Officially known as rhodiola rosea, this herb has been used for years to help manage stress and has also demonstrated positive effects on people struggling with depression. While rhodiola doesn’t ease depression to the extent that an antidepressant will, it has fewer side effects, according to a study published in 2015 in Phytomedicine. “Rhodiola is mildly stimulating,” Dr. Muskin notes. “I wouldn’t use it as a solo therapy, but it is a good adjunct for someone who is on antidepressants and feels like they [still] don’t have a lot of energy.”
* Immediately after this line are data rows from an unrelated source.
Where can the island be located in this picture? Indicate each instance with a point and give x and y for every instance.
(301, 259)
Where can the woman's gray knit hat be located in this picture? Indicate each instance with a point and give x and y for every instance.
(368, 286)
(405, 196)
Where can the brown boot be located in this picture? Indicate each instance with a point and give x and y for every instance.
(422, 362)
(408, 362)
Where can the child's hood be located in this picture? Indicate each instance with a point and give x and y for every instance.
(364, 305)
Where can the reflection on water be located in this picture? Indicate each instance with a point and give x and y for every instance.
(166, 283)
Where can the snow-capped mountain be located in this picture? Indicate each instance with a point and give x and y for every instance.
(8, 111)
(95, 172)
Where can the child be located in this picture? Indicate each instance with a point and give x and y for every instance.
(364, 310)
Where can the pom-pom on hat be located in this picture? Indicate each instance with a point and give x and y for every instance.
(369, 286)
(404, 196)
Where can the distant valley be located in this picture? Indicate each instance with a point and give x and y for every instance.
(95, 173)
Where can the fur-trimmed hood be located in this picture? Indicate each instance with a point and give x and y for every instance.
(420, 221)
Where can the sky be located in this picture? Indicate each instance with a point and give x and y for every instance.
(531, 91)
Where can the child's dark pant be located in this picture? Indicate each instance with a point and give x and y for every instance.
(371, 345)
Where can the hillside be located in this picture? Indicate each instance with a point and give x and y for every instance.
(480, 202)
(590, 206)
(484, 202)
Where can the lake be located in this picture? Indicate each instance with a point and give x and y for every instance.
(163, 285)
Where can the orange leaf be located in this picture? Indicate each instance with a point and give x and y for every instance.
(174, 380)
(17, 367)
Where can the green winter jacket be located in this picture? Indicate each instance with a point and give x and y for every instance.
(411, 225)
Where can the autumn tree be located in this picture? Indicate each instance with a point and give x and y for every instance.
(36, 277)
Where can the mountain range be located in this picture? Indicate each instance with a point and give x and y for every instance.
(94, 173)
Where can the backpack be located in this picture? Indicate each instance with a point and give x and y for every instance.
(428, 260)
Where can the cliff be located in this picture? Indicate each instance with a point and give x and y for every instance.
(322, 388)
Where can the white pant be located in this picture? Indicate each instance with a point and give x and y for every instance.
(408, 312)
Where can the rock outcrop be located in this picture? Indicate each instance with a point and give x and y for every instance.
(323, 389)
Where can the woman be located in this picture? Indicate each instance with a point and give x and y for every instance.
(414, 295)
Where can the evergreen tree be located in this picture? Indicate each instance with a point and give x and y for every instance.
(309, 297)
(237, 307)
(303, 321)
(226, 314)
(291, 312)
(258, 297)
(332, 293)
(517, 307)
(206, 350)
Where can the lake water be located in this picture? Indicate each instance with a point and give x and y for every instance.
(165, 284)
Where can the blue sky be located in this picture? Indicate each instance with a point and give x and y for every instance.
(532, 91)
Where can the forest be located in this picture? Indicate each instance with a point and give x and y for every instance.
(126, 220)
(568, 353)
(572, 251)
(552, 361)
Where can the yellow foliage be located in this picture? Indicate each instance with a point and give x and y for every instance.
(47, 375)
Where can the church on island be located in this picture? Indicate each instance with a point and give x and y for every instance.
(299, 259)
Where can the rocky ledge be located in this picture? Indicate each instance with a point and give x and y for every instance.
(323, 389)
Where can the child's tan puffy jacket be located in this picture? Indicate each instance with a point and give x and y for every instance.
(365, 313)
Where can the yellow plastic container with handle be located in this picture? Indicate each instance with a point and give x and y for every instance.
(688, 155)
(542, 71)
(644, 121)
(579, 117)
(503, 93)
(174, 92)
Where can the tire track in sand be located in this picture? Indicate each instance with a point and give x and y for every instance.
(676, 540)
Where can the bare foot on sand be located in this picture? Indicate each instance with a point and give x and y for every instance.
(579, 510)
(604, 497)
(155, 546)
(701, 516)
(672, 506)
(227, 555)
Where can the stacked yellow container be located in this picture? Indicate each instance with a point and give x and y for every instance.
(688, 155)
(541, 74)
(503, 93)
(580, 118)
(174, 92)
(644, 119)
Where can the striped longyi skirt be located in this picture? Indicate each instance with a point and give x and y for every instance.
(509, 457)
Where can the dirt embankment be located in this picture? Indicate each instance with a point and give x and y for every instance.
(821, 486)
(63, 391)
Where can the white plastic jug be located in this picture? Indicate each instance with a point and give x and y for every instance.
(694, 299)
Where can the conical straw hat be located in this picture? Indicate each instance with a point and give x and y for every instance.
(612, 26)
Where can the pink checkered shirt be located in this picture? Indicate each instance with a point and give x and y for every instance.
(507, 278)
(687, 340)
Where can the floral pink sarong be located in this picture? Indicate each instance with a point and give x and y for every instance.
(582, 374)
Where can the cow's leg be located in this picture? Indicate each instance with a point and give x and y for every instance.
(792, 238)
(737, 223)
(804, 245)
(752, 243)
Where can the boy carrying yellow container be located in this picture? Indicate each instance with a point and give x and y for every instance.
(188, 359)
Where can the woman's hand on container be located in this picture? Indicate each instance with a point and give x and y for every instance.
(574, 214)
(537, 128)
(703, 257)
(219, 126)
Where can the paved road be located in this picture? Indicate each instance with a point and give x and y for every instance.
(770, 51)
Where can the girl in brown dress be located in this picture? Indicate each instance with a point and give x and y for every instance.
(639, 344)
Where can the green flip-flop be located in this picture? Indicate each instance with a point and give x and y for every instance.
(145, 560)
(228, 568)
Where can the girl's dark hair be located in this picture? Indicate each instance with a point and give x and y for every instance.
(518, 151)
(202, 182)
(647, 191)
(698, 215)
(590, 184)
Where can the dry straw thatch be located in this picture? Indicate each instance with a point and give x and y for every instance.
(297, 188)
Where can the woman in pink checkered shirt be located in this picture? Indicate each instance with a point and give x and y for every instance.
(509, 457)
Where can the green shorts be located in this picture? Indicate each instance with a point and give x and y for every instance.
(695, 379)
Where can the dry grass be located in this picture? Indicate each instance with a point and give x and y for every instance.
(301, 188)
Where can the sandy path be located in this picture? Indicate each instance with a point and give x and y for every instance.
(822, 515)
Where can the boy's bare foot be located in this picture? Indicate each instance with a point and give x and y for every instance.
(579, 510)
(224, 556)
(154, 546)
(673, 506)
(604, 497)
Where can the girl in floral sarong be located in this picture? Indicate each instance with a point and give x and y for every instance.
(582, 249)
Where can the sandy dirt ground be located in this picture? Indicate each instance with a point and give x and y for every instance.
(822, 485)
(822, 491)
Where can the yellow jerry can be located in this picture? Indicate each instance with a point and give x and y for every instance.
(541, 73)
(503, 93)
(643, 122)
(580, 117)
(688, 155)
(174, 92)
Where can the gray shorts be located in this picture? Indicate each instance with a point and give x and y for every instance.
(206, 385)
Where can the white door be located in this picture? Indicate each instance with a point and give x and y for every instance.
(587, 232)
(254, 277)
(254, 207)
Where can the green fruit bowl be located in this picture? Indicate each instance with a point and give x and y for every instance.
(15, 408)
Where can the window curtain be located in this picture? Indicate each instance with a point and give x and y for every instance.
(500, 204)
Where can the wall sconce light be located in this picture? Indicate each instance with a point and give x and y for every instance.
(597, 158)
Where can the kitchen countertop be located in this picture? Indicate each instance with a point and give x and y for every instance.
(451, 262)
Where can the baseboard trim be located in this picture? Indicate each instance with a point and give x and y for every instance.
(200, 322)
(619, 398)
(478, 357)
SAMe, or S-adenosylmethionine, is a coenzyme found naturally in the body that has been extensively researched and shown to reduce symptoms in people with major depressive disorder, according to a review of research published in 2015 in CNS & Neurological Disorders - Drug Targets. But SAMe should be used with caution in people with bipolar disorder who are suffering from depression because it can actually provoke mania, according to the National Center for Complementary and Integrative Health (NCCIH). It should be used only under the direct supervision of a physician.
St. John’s Wort
This herb, which is often used in Europe for mood management, is one of the better-known natural mood enhancers. Even so, evidence is mixed on whether St. John’s wort actually has a positive effect on major depression or bipolar disorder. The NCCIH states that St. John’s wort may help with depression but can also cause psychosis, and the agency warns that it could interact with many other medications people with bipolar disorder may be taking. St John’s wort has been shown to have similar side effects to some antidepressant medications because it appears to affect the body in a similar way, according to 2015 research published in the journal Clinical and Experimental Pharmacology and Physiology.